他又轉向了我:“你也應該回校了,你都高三了。”我搖了搖頭:“其實我還好啦,那些功課澈幫我補,是可以趕上的。”
“我真的不想要欠你太多。”他有些怨的說,如果不是因為自己這樣,也不會連累那麼多人。但在他的心靈深處他感覺到是幸福的,至少他不孤獨,他有朋友陪在身邊。
“喂,已澈,這樣說不給麵子啊!好歹你也是我兄弟。”炎爾軒用強硬的手臂頂了頂坐在輪椅上的已澈,臉上帶著小小的不爽。
“炎爾軒,馬上學校要放長假了,去不去海邊玩?”我環抱著胸有些睥睨的看著他,他聳聳肩無所謂的說:“可以啊!”他又問了已澈:“你去嗎?”

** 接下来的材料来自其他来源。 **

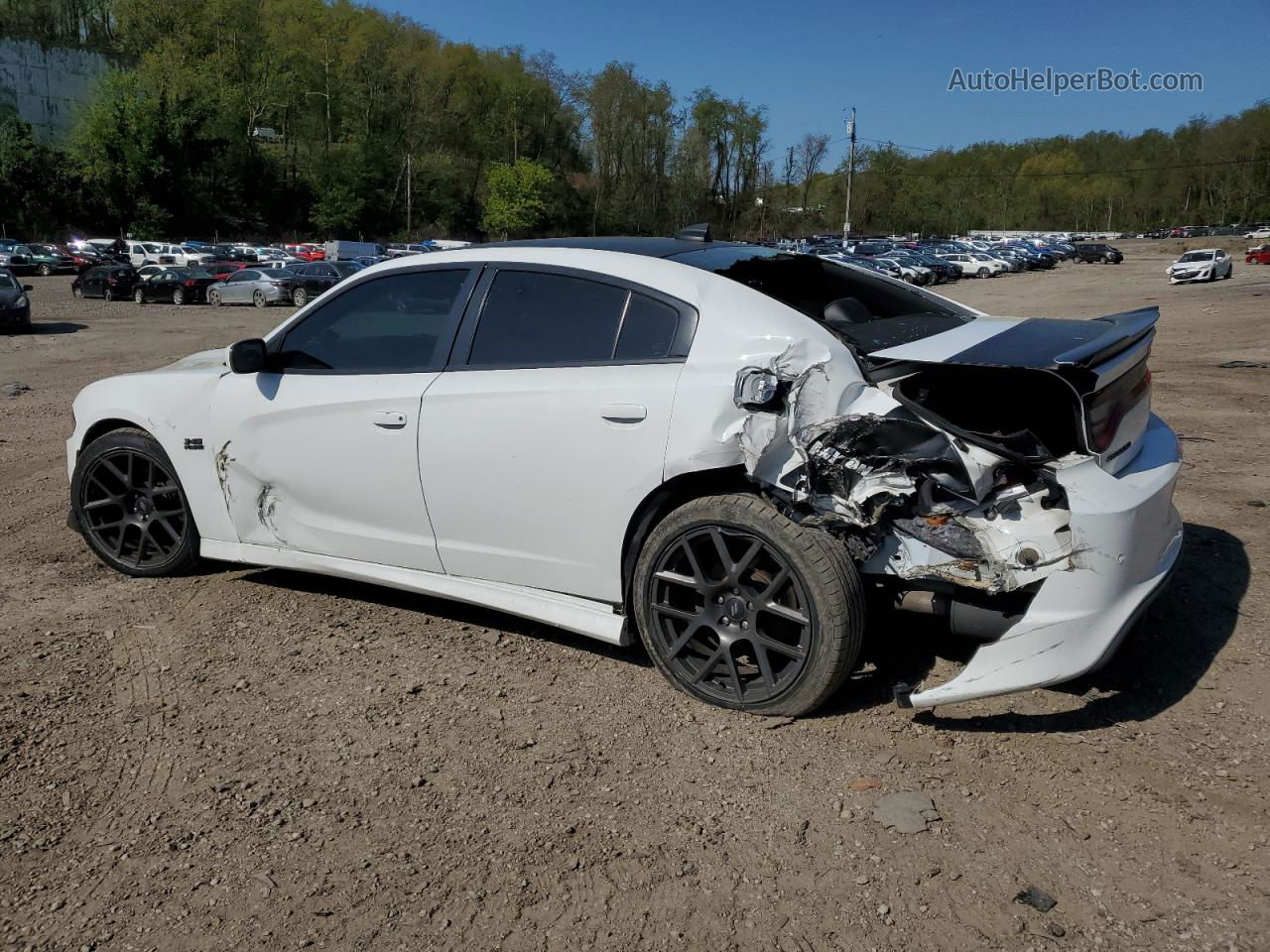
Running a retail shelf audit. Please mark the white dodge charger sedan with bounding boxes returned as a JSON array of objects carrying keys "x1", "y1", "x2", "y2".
[{"x1": 67, "y1": 227, "x2": 1183, "y2": 715}]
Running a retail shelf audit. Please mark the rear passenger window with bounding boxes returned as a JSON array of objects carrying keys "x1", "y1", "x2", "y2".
[
  {"x1": 281, "y1": 269, "x2": 470, "y2": 373},
  {"x1": 613, "y1": 294, "x2": 680, "y2": 361},
  {"x1": 468, "y1": 271, "x2": 627, "y2": 367}
]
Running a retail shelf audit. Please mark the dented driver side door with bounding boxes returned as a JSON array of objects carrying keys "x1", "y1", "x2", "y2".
[{"x1": 212, "y1": 268, "x2": 475, "y2": 571}]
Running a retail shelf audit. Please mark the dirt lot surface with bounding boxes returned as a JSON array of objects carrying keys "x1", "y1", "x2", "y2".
[{"x1": 0, "y1": 241, "x2": 1270, "y2": 952}]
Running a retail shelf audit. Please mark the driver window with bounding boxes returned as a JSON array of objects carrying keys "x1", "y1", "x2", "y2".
[{"x1": 280, "y1": 269, "x2": 471, "y2": 373}]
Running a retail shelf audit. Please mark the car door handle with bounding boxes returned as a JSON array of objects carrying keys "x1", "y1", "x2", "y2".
[
  {"x1": 599, "y1": 404, "x2": 648, "y2": 422},
  {"x1": 375, "y1": 410, "x2": 405, "y2": 430}
]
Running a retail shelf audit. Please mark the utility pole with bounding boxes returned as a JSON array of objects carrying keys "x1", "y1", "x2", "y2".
[
  {"x1": 405, "y1": 153, "x2": 414, "y2": 241},
  {"x1": 842, "y1": 105, "x2": 856, "y2": 241}
]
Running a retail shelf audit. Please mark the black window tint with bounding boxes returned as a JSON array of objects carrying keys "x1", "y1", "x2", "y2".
[
  {"x1": 282, "y1": 271, "x2": 467, "y2": 373},
  {"x1": 468, "y1": 272, "x2": 627, "y2": 367},
  {"x1": 615, "y1": 295, "x2": 680, "y2": 361}
]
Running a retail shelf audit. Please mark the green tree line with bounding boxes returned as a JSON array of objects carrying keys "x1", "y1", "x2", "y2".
[
  {"x1": 0, "y1": 0, "x2": 1270, "y2": 239},
  {"x1": 771, "y1": 103, "x2": 1270, "y2": 235}
]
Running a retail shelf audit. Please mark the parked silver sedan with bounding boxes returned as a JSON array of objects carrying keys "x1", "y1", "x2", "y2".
[{"x1": 207, "y1": 268, "x2": 292, "y2": 307}]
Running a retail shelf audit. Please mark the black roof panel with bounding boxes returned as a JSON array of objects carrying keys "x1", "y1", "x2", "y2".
[{"x1": 482, "y1": 236, "x2": 743, "y2": 258}]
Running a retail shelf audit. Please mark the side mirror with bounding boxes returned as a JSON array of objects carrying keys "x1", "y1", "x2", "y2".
[{"x1": 230, "y1": 337, "x2": 269, "y2": 373}]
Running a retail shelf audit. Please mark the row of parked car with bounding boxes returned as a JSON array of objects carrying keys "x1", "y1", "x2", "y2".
[
  {"x1": 789, "y1": 236, "x2": 1086, "y2": 285},
  {"x1": 71, "y1": 260, "x2": 367, "y2": 307}
]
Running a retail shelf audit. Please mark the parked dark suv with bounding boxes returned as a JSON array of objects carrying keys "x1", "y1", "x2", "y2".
[
  {"x1": 71, "y1": 264, "x2": 137, "y2": 300},
  {"x1": 1076, "y1": 242, "x2": 1124, "y2": 264}
]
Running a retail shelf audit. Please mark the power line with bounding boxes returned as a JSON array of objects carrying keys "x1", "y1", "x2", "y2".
[{"x1": 899, "y1": 158, "x2": 1270, "y2": 178}]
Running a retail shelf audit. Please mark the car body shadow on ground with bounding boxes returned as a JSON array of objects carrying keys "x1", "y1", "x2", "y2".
[
  {"x1": 215, "y1": 523, "x2": 1251, "y2": 733},
  {"x1": 27, "y1": 321, "x2": 87, "y2": 334}
]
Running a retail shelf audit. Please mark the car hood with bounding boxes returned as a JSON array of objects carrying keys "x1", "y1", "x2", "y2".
[{"x1": 158, "y1": 348, "x2": 226, "y2": 375}]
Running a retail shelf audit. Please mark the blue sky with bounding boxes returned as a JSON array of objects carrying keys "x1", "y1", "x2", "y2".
[{"x1": 375, "y1": 0, "x2": 1270, "y2": 162}]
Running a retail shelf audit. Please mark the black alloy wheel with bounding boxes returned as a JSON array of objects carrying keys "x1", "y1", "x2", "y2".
[
  {"x1": 649, "y1": 526, "x2": 813, "y2": 703},
  {"x1": 632, "y1": 494, "x2": 863, "y2": 716},
  {"x1": 71, "y1": 429, "x2": 198, "y2": 576}
]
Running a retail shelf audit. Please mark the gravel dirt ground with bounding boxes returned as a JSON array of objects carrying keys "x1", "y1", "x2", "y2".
[{"x1": 0, "y1": 241, "x2": 1270, "y2": 952}]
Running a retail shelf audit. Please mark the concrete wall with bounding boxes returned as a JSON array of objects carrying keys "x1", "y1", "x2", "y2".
[{"x1": 0, "y1": 40, "x2": 110, "y2": 144}]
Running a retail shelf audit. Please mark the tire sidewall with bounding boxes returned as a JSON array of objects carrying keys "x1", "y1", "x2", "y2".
[
  {"x1": 71, "y1": 429, "x2": 199, "y2": 579},
  {"x1": 631, "y1": 496, "x2": 863, "y2": 715}
]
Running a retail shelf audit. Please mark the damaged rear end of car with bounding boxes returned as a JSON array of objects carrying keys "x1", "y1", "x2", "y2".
[{"x1": 681, "y1": 250, "x2": 1181, "y2": 708}]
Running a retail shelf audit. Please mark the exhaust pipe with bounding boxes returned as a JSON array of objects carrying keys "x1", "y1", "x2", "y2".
[{"x1": 892, "y1": 589, "x2": 1031, "y2": 643}]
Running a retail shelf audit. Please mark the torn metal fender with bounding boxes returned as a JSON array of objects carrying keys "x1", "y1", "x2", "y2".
[{"x1": 908, "y1": 416, "x2": 1183, "y2": 708}]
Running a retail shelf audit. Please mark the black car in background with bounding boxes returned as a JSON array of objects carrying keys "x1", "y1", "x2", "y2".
[
  {"x1": 27, "y1": 242, "x2": 75, "y2": 278},
  {"x1": 291, "y1": 262, "x2": 364, "y2": 307},
  {"x1": 0, "y1": 268, "x2": 31, "y2": 331},
  {"x1": 1076, "y1": 241, "x2": 1124, "y2": 264},
  {"x1": 132, "y1": 266, "x2": 216, "y2": 304},
  {"x1": 71, "y1": 264, "x2": 139, "y2": 300}
]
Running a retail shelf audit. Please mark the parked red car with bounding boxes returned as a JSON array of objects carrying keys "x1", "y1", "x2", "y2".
[{"x1": 282, "y1": 242, "x2": 326, "y2": 262}]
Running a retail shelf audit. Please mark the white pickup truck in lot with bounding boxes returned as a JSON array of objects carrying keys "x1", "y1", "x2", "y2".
[{"x1": 67, "y1": 228, "x2": 1183, "y2": 716}]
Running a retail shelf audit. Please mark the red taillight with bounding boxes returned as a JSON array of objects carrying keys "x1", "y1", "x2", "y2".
[{"x1": 1088, "y1": 367, "x2": 1151, "y2": 453}]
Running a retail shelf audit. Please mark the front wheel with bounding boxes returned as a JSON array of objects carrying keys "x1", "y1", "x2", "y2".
[
  {"x1": 71, "y1": 427, "x2": 198, "y2": 577},
  {"x1": 632, "y1": 494, "x2": 865, "y2": 717}
]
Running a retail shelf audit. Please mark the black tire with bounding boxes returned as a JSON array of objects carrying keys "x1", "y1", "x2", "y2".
[
  {"x1": 71, "y1": 427, "x2": 199, "y2": 579},
  {"x1": 632, "y1": 494, "x2": 865, "y2": 717}
]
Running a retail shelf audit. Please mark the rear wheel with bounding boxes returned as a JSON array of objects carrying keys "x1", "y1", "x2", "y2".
[
  {"x1": 634, "y1": 494, "x2": 865, "y2": 716},
  {"x1": 71, "y1": 429, "x2": 198, "y2": 577}
]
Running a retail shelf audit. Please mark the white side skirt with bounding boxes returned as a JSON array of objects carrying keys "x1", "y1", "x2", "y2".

“會去。”當已澈吐露出這兩個字的時候,他滿意地笑了:“那好吧,我們一起去。”
就這樣約好後,我打算在長假時期去海邊,具體的還需要和炫商量。
在吏蘊街32號的咖啡館,卻蕩漾著別樣的氣氛,咖啡館放著《swallowedinthesea》,悠揚的曲調卻有著略微的傷感,使原本裝潢的暖色調顯得冷意。鮮紅色的指甲輕輕的滑過乳白色的印有coffe的咖啡杯上,女人大波浪卷的發絲如絲綢般傾斜著,一雙迷人的眼睛則是妖嬈地望著咖啡杯中的牛奶拿鐵。